A Cascade of Light
J.D. Phillips
Thick, luxuriant woods grew round the
cave,
alders and black poplars, pungent cypress
too,
and there birds roosted, folding their
long wings,
owls and hawks and the spread-beaked
ravens of the sea,
black skimmers who make their living off
the waves.
And round the mouth of the cavern trailed
a vine
laden with clusters, bursting with ripe
grapes.
Four springs in a row, bubbling clear and
cold,
running side-by-side, took channels left
and right.
Soft meadows spreading round were starred
with violets,
lush with beds of parsley. Why, even a
deathless god
who came upon that place would gaze in
wonder,
heart entranced with pleasure.
—The Odyssey,
Homer
There is
a field north of town, eighty-eight acres of unfarmable fen, a small island of
grasses, a few of them native, defiant in a sea of corn, soybeans, roads, and
farms. The local farmers call it The Burn. It teems with wildlife.
In
winter a few Short-eared Owls take refuge here. Late
in the afternoon, after a fresh snowfall, the low December sun shines up at
them from below as they arc above me and lights up the soft chestnut tones in
their primary feathers. I stand in the cold stillness and breathe in the raw,
bracing air; the owls float above the field, ethereal, moth-like, silent. And I
tremble under the weight of the beauty.
The wind picks up; the owls' wings stiffen and bow. They ride more
buoyantly now above the snow, like shearwaters over the open ocean, and I'm
back in Ecuador, in a dinghy off of Puerto Lopez, on the sun-drenched Pacific.

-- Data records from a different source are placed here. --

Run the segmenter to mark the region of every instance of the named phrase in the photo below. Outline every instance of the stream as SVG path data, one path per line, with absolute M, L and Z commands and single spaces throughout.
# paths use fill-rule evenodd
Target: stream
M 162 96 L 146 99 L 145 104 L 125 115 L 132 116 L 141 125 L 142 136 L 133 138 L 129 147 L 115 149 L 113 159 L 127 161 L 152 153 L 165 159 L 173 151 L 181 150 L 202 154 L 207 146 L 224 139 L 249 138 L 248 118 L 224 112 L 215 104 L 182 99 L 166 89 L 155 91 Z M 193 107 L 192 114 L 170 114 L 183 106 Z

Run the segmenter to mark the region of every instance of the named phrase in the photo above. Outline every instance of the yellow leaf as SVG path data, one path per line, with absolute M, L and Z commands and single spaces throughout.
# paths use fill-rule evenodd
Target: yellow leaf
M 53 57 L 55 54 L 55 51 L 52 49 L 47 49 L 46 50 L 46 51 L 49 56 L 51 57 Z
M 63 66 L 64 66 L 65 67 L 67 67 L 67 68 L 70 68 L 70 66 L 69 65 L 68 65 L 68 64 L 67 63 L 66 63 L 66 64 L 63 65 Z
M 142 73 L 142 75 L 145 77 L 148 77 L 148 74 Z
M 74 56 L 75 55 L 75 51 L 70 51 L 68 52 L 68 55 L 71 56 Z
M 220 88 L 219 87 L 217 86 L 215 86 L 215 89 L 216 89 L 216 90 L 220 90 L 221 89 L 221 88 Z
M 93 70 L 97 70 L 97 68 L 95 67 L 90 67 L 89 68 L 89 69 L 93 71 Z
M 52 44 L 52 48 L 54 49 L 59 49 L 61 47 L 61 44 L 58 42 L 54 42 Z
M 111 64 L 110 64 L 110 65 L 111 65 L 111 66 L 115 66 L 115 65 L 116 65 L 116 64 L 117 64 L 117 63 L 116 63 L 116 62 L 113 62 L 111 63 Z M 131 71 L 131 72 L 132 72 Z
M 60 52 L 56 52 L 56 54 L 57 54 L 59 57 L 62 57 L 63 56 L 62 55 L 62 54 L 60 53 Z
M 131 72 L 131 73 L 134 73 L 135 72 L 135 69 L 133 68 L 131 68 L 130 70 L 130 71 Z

There are shearwaters, now, off the stern, and storm-petrels and boobies and
frigatebirds and pelicans and humpback whales. And we are lost in them, and in
the swells and spray, and in the sun and wind, adrift on the Pacific. And it
occurs to me that some of us might eventually learn to live less profanely.
We moor
off of Isla de la Plata, an island refuge, looking for sanctuary among the colonies of
Blue-footed Boobies, Red-tailed Tropicbirds, Nazca Boobies, Magnificent
Frigatebirds, and even a few Red-footed Boobies. Tens of thousands of outlandish,
wild, pelagic birds. And us. And the salty taste of the Pacific in the air. And
the sweltering tropical sun on our backs. And the rich smell of guano and sea.
And the beauty of things. And the sadness, too, because we can see our wounds and imperfections
and the ugly tyrannical ambitions of our own souls, in comparison with the
beautiful which is untainted by all of this. And the beautiful seems fragile
and rare compared to the crudity and banality of what is common (this same
sadness runs through love). And so we are on this island, this sanctuary, as an
awkward, but sacramental, act of self-purification.
In a cloud forest, now, after a day of difficult hiking and a
night of primitive camping, the boxed in feeling of unsatisfied hunger and unquenched
thirst, the dull fear of illness that never quite leaves you in the tropics,
and the assertive revealing—new to the students, young and in the pink of
health as they are—of the indignity of the "Thousand natural shocks / that flesh is heir
to." We have bodies; a hard lesson. My students are porous. I am porous. Here is Camus:
What gives value to travel is fear. It is the fact
that, at a certain moment,
when we are so far from our own country, we are
seized by a vague fear,
and an instinctive desire to go back to the protection
of old habits. At that
moment we are feverish but also porous, so that the
slightest touch makes
us quiver to the depths of our being. We come across a
cascade of light, and
there is eternity.
There is eternity. Making our way together, as a group,
gracefully, through the hostile landscape of fear and hunger and headstrong
desires. Finding our way together, as a group, through unfamiliar woods and
bewildering taxonomies. Quetzals, trogons, toucans, tapaculos, mountain-tanagers,
manakins, motmots, whitestarts, sylphs, violetears. To touch the beauty of
things. The tonic for hardships endured and fears stared-down. Grace, even
forgiveness. A cascade of light. Sanctuary.
I am alone, now, and descending through the thin, pious air and
freezing rain of Vulcan Cayambe, the highest point on the earth's equator.
Soon I am with the strange seedeaters, pipits, flowerpiercers, sunbeams,
raptors, brush-finches, sierra-finches, and ground-tyrants of Cayambe's paramos. And now, lower still,
I enter the cloud forest, the wet, lusty embrace of this trembling refuge. And
a tiny bird emerges from the canopy above me, a Blackburnian Warbler, an old
friend from the Indiana spring, picking insects from the leaves here in the
sanctuary of its wintering grounds. And I decide to feel certain that this is
the same bird who sang to me last spring from the top of a giant hackberry tree
on the border of The Burn, my sanctuary, covered in snow now, the warbler's
song a memory, echoed in the silence of the owls arcing above the winter field.